Another category of studies refers to the analysis of the impact of MB, particularly its impact on the pre-bridged segment. From this perspective, the results are again contradictory. Based on CCTA evaluation, Wang et al. advanced the hypothesis that superficial MB with a depth <2 mm is negatively associated with significant stenosis proximal to the bridge [73], while Nakaura et al., using the same method of investigation, arrived at the assertion that MB in the mid-LAD is an independent risk factor for coronary atherosclerosis in the proximal LAD [67]. Forthcoming basic research reports support the latter category of results. The pre-bridged segment is assumed to be impacted by high intraparietal pressure and turbulent flow [51,64,67] that injures the endothelial layer [60,61] and stimulates the expression of vasoactive or metabolic mediators at this level [62,63]. There are also some morphological characteristics of the MBs that modulate the atherosclerosis development, related to their depth, length, or thickness, as well as the distance from left coronary ostium to the MB [36,45,53,60,61,68,70,73]. However, these factors can only be amplifiers to an already known susceptibility to atherosclerosis of the proximal part of the LAD [78]. Our data prove the same pattern in the distribution of atherosclerotic lesions between the segments of LAD.

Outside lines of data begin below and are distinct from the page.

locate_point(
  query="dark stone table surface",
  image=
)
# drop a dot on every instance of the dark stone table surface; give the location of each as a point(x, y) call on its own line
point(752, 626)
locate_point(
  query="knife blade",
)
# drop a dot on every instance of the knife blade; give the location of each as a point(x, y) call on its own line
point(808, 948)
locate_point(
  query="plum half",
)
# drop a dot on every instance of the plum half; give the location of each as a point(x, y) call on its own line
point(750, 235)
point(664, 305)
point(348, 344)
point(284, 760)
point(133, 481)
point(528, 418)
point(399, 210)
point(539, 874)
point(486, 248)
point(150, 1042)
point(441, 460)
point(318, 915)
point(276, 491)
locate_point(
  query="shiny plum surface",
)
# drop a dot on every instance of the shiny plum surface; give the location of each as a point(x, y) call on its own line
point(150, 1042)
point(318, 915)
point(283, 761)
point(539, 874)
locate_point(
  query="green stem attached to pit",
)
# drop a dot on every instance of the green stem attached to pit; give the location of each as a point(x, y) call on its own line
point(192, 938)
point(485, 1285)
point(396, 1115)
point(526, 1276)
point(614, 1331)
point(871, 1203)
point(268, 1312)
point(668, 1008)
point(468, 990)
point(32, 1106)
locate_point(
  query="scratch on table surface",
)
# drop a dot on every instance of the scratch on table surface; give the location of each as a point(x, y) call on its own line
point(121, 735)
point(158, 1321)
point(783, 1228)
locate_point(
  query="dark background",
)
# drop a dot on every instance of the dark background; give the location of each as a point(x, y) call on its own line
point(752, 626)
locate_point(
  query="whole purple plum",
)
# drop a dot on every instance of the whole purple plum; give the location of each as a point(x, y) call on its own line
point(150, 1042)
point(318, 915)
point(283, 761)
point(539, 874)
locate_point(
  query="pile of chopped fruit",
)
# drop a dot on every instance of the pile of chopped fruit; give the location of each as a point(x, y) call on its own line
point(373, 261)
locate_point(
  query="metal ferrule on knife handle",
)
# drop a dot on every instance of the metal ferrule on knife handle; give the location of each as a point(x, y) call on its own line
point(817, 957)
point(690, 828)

In patients with isolated MB, long-term prognosis is generally good, with an 11-year survival of 98% [77]. We found a 10-year survival of 76.7% in patients with MB and CAD, with no significant difference in survival compared to patients without MB. In fact, a mortality rate in patients with CAD and MB that approached 23% is similar with that reported in SYNTAX Extended Survival Study in patients with three-vessel disease and left main coronary artery disease. The 10-year all-cause death was of 22.2% when patients were completely revascularized by PCI and of 24.3% when they were completely revascularized by CABG [79]. Regarding the outcomes in patients with MB and CAD, data from the literature are scarce. Two studies, with a short follow-up period, have reported a worse outcome in the presence of MBs. One of these studies has included consecutive primary revascularized patients with STEMI. The presence of MB in LAD was associated with lower TIMI III flow and higher rates of in-hospital and 6-month mortality [55]. Another series of consecutive patients with DES on LAD evaluated major cardiac events (MACE) as a composite endpoint, including all-cause death, myocardial infarction, target lesion revascularization, and ischemia driven by target vessel revascularization on a three-year follow-up. More MACE developed in MB-group patients, but not all-cause deaths or myocardial infarction [57]. Thus, our study extends the data from the literature to a longer follow-up period, sustaining that MB has no impact on 10-year survival.

Several limitations of our study should be acknowledged. First, the patients were selected from a single-center database, which does not statistically reflect the data of the general population. The study was conducted at a time when the primary revascularization program in STEMI was just being implemented in our hospital, which may explain the relatively high mortality rates in a long-term follow-up. Third, by accessing the database of the National Health Insurance House, we were not able to record major cardiac events; we could only review deaths from all causes and times of death.

5. Conclusions

The presence of MB on LAD proved to be a protective factor against atherosclerosis for the entire artery and for each of its segments, especially in its middle and proximal segments. MBs did not influence 10-year survival in patients with obstructive coronary artery disease. To our knowledge, it is the longest follow-up addressed to the impact of MBs on survival in patients with associated coronary artery disease.